Strategic low-carb days focus on switching the body back to using fat as energy and increase aerobic capacity. Research is continuing on this topic, but athletes are looking to boost the ability of the body to tap into fat as a fuel source, since we store more fat than carbohydrates.
Training in a low-carb state has been shown to increase the ability of the body to burn fat over the long haul, improving metabolic flexibility. There have even been studies noting keto-adapted athletes can use fat in preference to carbohydrates for moderate intensity endurance exercises, in which carbohydrates would usually be used as fuel.
But it takes time.
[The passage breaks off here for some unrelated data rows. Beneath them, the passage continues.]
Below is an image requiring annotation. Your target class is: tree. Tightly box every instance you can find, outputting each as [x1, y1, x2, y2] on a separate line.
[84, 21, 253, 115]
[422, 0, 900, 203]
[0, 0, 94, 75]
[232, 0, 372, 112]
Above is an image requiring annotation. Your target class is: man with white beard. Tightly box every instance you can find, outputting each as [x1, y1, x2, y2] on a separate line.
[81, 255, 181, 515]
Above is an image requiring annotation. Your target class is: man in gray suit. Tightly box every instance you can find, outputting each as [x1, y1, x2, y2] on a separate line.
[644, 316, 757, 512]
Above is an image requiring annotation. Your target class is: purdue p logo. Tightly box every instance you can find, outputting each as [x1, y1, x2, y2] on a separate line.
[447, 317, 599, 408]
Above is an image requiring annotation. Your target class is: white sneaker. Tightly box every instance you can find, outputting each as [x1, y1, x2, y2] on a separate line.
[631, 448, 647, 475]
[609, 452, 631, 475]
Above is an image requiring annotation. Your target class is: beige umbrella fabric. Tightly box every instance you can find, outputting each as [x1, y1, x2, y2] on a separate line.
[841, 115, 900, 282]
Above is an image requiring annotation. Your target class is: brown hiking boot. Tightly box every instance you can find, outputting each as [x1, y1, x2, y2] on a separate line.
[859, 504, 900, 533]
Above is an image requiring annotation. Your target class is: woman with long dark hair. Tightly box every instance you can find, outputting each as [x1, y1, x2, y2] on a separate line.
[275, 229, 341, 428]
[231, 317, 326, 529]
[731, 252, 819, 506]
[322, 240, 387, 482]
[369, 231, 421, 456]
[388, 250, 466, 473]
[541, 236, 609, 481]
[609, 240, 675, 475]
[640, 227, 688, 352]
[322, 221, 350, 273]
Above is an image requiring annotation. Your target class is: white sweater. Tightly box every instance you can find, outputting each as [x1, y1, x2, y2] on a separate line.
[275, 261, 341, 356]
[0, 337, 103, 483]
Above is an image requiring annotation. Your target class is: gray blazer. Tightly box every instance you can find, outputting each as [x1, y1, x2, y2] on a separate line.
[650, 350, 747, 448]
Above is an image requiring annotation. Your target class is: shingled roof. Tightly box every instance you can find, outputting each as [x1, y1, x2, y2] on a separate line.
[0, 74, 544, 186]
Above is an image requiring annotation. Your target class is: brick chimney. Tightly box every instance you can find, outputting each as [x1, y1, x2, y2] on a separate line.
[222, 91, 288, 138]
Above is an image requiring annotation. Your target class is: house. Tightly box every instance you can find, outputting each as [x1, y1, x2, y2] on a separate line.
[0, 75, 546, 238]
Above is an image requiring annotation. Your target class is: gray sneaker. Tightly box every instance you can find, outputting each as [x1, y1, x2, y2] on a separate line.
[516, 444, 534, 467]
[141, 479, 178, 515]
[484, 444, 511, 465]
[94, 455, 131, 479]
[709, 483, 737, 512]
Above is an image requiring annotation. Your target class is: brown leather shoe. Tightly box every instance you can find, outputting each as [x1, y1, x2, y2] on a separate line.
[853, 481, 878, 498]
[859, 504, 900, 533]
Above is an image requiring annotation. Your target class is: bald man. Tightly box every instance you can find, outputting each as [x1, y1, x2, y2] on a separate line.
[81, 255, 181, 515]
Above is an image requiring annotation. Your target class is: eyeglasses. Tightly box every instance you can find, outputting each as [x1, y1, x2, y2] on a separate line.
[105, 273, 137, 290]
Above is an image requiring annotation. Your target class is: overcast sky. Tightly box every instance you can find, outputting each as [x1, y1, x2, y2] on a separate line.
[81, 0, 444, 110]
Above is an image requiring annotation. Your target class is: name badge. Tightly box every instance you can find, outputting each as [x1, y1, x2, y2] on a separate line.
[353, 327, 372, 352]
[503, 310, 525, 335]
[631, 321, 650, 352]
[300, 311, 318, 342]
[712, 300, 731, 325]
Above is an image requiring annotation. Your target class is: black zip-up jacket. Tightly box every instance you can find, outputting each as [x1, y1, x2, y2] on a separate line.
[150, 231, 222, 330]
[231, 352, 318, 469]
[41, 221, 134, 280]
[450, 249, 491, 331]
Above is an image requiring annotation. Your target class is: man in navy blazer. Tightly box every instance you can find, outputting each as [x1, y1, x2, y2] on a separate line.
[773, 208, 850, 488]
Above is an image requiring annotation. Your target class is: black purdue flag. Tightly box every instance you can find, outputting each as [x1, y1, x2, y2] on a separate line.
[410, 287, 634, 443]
Robert Sikes is a professional bodybuilder and founder/owner of Keto Savage. He's a bodybuilder on the keto diet; backstage at events, he receives inquisitive looks from competitors when they find out he's keto. But the results speak for themselves and after events, he'll even get asked about he's able to train with such little carb intake. He says it can takes years to full fat-adapt, and that it’s something that doesn’t happen in the short term.
“You need to allow yourself to be completely adapted to life without carbs. Play the long game. Be diligent with hitting macros and eating wholesome foods.”Robert Sikes
By controlling carbs, and the types of carbs consumed, there also may be a benefit in manipulating insulin and insulin responses. This would likely help with improving metabolic health.
It is becoming widely accepted that athletes should adopt carb cycling or periodization of carbs based on training needs. This ensures fuel for the work required (so training intensity isn’t compromised), while also empowering the body to metabolically trapease between carbohydrates and fats as fuel sources as available.